Her words zap through my family room, a quick flash of lightning, and then there is nothing but silence for a palpable beat, even from the TV, as though she were talking directly to me and wanted the words to sink in. I’m coming for you, Harney. You’re mine.
“William,” Patti sneers, like that’s the most intriguing part of what she just heard. “Who the hell ever called you William?”
The press has taken to using my formal name, too. Even Kim Beans, whose career has rebounded nicely since the night of the sex-club raid, who now has a spot as a crime reporter on the local NBC station, whom I’ve known for several years and who has always called me Billy, now refers to me as Detective William Harney . Sometimes I prefer it that way, as if it’s happening to someone else, not me. William Harney? No, I’m Billy. That must be another guy who’s charged with killing four people and facing life in prison.
“Mom called me William,” I say. “When she was pissed.”
“At you? Mom was never pissed at you. You were her little angel.”
It was supposed to come out as a compliment, a supportive boost, but her comment turned sideways at the end. Patti always thought I spent my life gliding along a smooth, paved road, as if my feet barely touched the ground, while she struggled to traverse a path of potholes and sharp curves. I never really figured it. We had the same life. We did the same stuff.
“That’s not a good development,” says my father, just walking into my family room, leaning against the wall. Leave it to Pop to shoot straight, never to mince words.
Patti waves him off. “What does Margaret fucking Olson know from trying cases? She’s a politician. She’s not a trial lawyer.”
Pop doesn’t bother arguing. Quibbling with Patti can be exhausting. When she gets an idea in her head, she won’t let go. The more unreasonable her position, the tighter she clings to it.

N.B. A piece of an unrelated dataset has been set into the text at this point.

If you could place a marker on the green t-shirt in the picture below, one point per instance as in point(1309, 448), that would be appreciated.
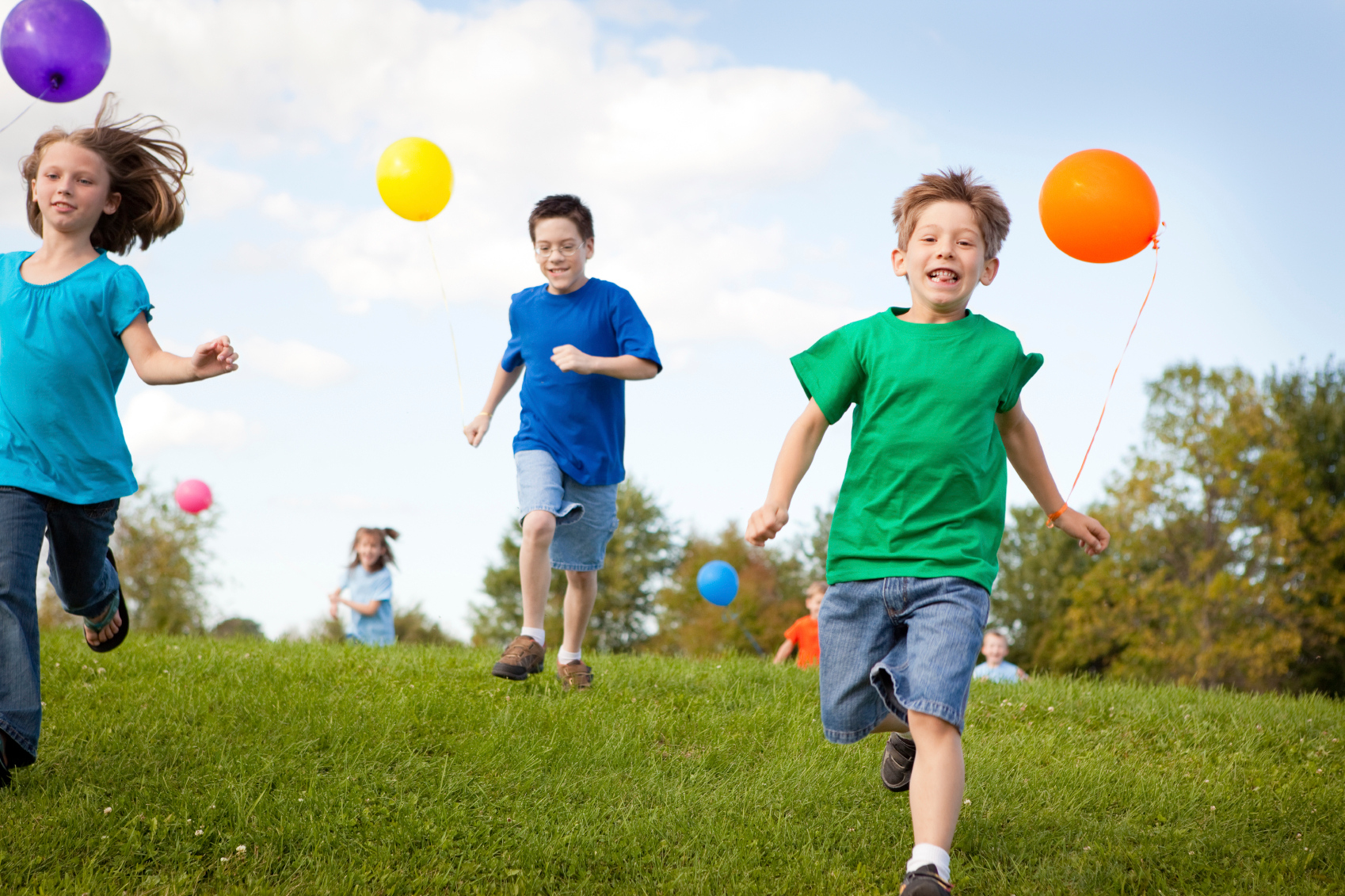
point(924, 487)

And on one level, she’s right. Margaret Olson isn’t some veteran trial lawyer. She was an alderwoman who was elected the county’s top prosecutor. She’s no Clarence Darrow. But that’s not Pop’s point. His point is that if she’s putting herself out there front and center, she can’t lose the case. She can’t . She’ll be putting her entire candidacy for mayor on the line. If she loses my case, she’ll look like an amateur, not the trusted corruption buster who will “Save. This. City!”
Pop casts a look in Patti’s direction but can’t summon any anger or frustration. All of us are pretty beaten down. It’s been a rough seven weeks since I was arrested and charged with four counts of first-degree murder. I was released on a million-dollar bond, which was the only good news, because a lot of murder suspects are denied any bond at all. The best thing I had going for me, ironically, was my physical condition—the fact that I was still in recovery from a gunshot wound to the head. The county lockup ain’t exactly the Mayo Clinic, and one of my doctors told the judge that I still needed weekly therapy.
Anyway, Pop put up his house for bond and got me out. For the first couple of weeks afterward, I was hunkered down in my house or his, reporters waiting to pounce at any sight of me. Getting the mail every day was an exercise in stealth and misdirection.
Now, nearly two months since my arrest, things have died down a bit; they are on to their next set of stories: another weekend of double-digit homicides in the city, the city’s pension crisis threatening to strangle the government, and God knows the mayoral race is a daily headline—one candidate made a stupid comment, another candidate stepped in a pile of doo-doo. But they know that my trial isn’t far away, just a few short weeks, and soon they’ll have the chance to gorge on the feast once more.
“How’s it going with the shrink?” Pop asks me.